Special Features of the training program:
Tutorial in Cardiovascular Science- Pre-doctoral trainees meet twice monthly over a three year period for tutorials with a senior faculty member (Marks,Colecraft or other faculty from the training program). Discussions are based on assigned readings of original papers, reviews and texts. Groups no larger than 10 may include post-doctoral trainees, MD/PhD and medical students.

Year 1 concentrates on basic molecular physiology and biochemistry of the heart, including cardiac development, excitation-contraction coupling, cardiac excitability, growth regulation of cardiomyocytes, and regulation of cardiac function by neuronal and hormonal mechanisms. Included in this year are a 4-session tutorial in basic membrane biology and a 2-session tutorial in developmental cell differentiation with with Dr.

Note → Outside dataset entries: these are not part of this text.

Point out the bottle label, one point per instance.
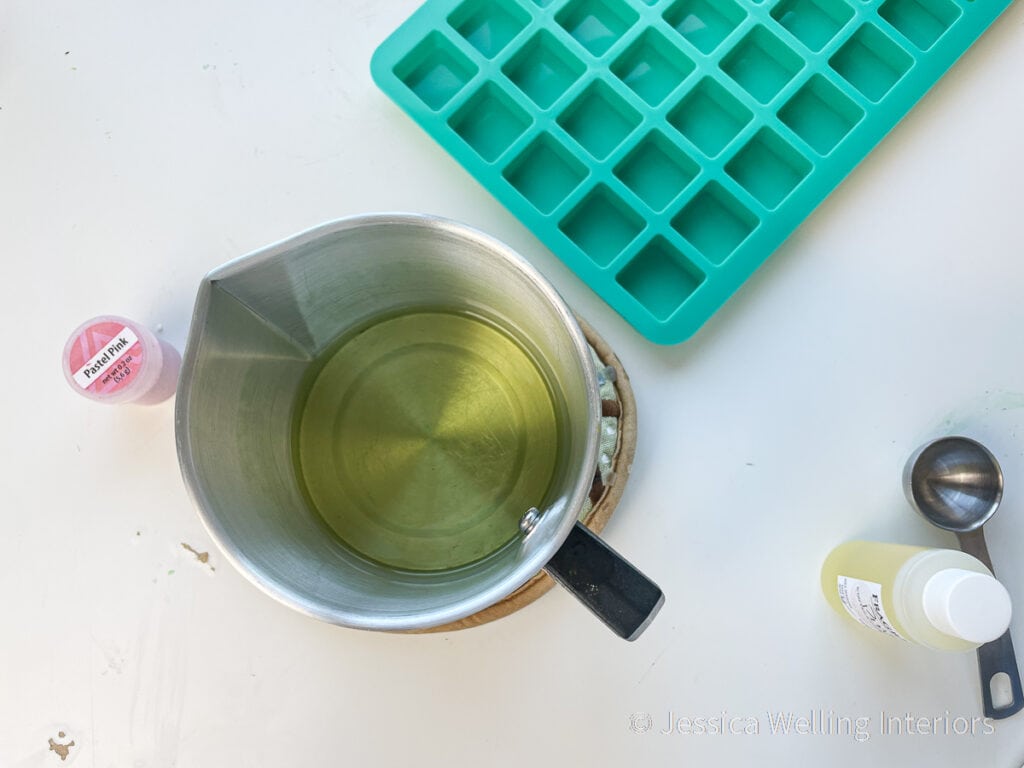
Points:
(105, 357)
(862, 600)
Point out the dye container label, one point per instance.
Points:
(105, 357)
(862, 600)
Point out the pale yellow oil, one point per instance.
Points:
(423, 438)
(902, 571)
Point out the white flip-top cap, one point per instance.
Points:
(967, 604)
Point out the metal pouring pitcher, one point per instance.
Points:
(259, 324)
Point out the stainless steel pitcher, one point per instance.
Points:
(261, 321)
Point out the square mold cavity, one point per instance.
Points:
(814, 23)
(596, 25)
(705, 23)
(762, 64)
(599, 120)
(545, 173)
(768, 168)
(656, 170)
(544, 69)
(871, 62)
(602, 225)
(660, 278)
(489, 25)
(821, 115)
(715, 222)
(435, 71)
(652, 67)
(921, 22)
(491, 121)
(710, 117)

Qais Al-Awqati.

Year 2 integrates and extends the basic studies to explore systemic functions, including generation of cardiac rhythms, cardiac and peripheral hemodynamics, physiologic hypertrophy, and roles of the vascular endothelium and smooth muscle.

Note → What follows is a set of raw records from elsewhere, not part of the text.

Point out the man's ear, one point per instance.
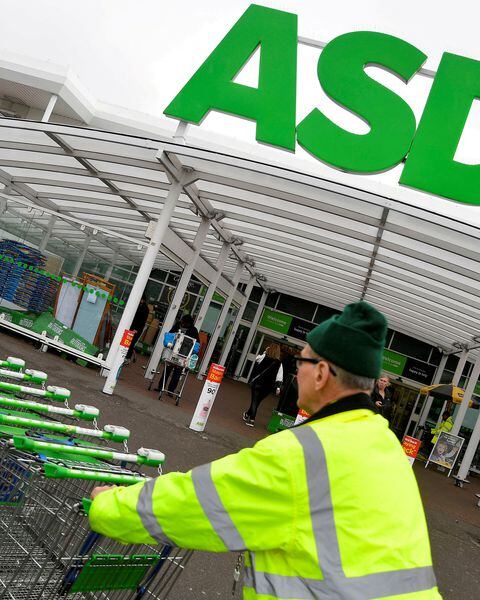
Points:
(320, 376)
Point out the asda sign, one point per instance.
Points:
(427, 149)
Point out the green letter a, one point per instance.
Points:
(272, 104)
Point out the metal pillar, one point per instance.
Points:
(411, 415)
(472, 382)
(177, 298)
(50, 106)
(48, 233)
(456, 378)
(222, 259)
(251, 333)
(221, 321)
(470, 451)
(229, 342)
(145, 268)
(429, 400)
(82, 255)
(111, 266)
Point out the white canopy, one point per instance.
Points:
(320, 239)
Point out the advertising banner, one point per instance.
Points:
(207, 397)
(446, 451)
(411, 447)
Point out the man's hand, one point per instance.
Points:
(100, 489)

Year 3 builds on the foregoing to examine the functional abnormalities resulting in such cardiovascular disorders as heart failure, arrhythmias, and hypertension. Etiologic and epidemiologic factors, including genetic, nutritional, and infectious causes are discussed. In this year students are taken to the New York Presbyterian Hospital to see selected patients with major cardiovascular diseases to demonstrate vividly the impact on human physiology. Each student is also asked to write a review on a current topic of interest and to lead a discussion based on the review.

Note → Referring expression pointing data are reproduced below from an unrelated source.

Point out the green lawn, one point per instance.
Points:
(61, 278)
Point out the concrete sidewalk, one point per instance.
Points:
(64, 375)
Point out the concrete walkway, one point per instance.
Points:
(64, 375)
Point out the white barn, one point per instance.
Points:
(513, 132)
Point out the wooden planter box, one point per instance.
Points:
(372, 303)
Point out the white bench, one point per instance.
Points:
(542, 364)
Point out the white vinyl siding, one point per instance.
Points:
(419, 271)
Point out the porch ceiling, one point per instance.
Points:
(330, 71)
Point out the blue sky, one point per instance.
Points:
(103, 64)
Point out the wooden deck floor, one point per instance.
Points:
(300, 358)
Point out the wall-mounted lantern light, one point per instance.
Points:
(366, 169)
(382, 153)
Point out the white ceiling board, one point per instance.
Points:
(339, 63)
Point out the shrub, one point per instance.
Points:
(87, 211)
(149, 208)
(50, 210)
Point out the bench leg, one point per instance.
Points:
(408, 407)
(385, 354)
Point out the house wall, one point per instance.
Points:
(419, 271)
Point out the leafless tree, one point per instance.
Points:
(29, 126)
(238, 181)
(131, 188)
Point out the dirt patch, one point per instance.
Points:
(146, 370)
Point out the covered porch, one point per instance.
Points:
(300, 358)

Combined Program Activities for Both Pre-and Post-doctoral trainees-All trainees will participate in the following activities:

• Journal Club in Molecular Cardiology. At appropriate times in their training, trainees are asked to lead such sessions. This format provides excellent teaching experience for each post-doctoral fellow.

• “Frontiers in Cardiovascular Biology” is a distinguished speaker seminar series held every other month. Trainees meet with Drs. Marks and Tabas to choose and host the speakers, and there is a lunch for speaker and trainees following the seminar.

• Trainees attend and participate in an annual, one-day retreat of the Department of Physiology. In addition to formal lectures by faculty and discussions by all, there is a poster session with contributions from trainees and faculty.

• A trainee research seminar series is held every Tuesday evening. Students in the later years of their research training present their work to their peers in the absence of any faculty. A light meal is provided. We emphasize to the trainees the importance of acquiring teaching and communication skills. At appropriate times in their training the trainees are expected to make presentations and lead sessions in the activities listed above.